L'humiliation est totale pour Balor, se retenant tout juste la frapper à son tour.  Néanmoins, il garda son calme, se contentant se s'asseoir sur la marche du carrosse. Il prit alors un ton plus grave, croisant les bras, avant de répliquer.

-Ce môme nous signale la présence d'un ‘'corrompu''. Qui plus est, son père… Tu pourras vraiment le faire ? Regarde bien sa tête, et dit lui ce que tu dois appliquer.

Le garçon avait déjà plein d'espoir dans les yeux en entendant l'inquisitrice réprimander le mauvais élément, pourtant… Il ne comprenait pas encore, ce qu'il venait réellement d'implorer. Bien plus morose, Auly s'adressa à lui, sans pour autant le regarder de face.

-… As-tu de la famille avec qui vivre ?

-Que mon père, mais… Vous allez faire quelque chose, n'est ce pas ! Merci !

S'était une pointe au cœur qu'il fallait se résoudre d'avoir. Elle n'avait pas le courage d'en dire plus en voyant son insouciance, et cela devant le mépris de son subordonné.

-... Jeune homme. Montre-nous ou tu vis, je te prie.

-Oui !

- Tu viens aussi, Chevalier.

Il grogna, mais tout deux finirent par suivre l'enfant, filant tout droit vers les bas quartiers.

En ce lieu ou la dévastation persécutaient pour longtemps tout villageois y séjournant, la panique contagieuse progressait bien plus vite que la peste ou tout autres maladies du troisième millénaire. Là, des femmes en pleurs fuyaient des bruits, vraisemblablement ceux d'une bagarre. En face, des hommes outillés de tout ce qui avait un long manche, quittant la maison de cause de tous les troubles, ne cessant pas de reculer face à une menace incontrôlable. Ils essayaient d'appliquer la violence, mais n'y arrivait point, autant mentalement, que physiquement. Alors, quand un autre homme aux cheveux noirs brisa une des seules vitres en état,  il se retrouva immédiatement au milieu de tout cela, encerclé par cette milice de la dernière chance. Il haletait, bavant litres de mucus opaque sur le sol boueux et presque sec de l'horrible quartier. Alors à quartes pâtes, il le leva le bras pour clamer une quelconque innocence.

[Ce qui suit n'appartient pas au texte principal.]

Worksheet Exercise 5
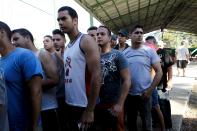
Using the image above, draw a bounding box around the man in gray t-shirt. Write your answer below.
[123,25,162,131]
[0,69,9,131]
[95,26,131,131]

-J'ai faim… J'ai faim ! SI FAIM !...

Sa voix était grave, malade, répétant toujours les mêmes mots. Toute donnait à croire qu'il jouait le rôle de victime, si seulement la folie ne se s'arborait pas sur son visage. Les trois qu'il l'encerclait n'en croyait pas leurs yeux.

-Markus ! Arrête ça ! Qu'est ce… Qu'est ce qui te prend ?!

-Ce n'est plus lui, tu vois bien ! Il faut… il faut en finir.

Brusquement alors, l'un des hommes posté à son arrière chargea le sans défense, et lui planta avec forte détermination sa fourche. Les dents de l'objet disparaissent à travers les vêtements de la victime, sans qu'il n'ait une quelconque réaction.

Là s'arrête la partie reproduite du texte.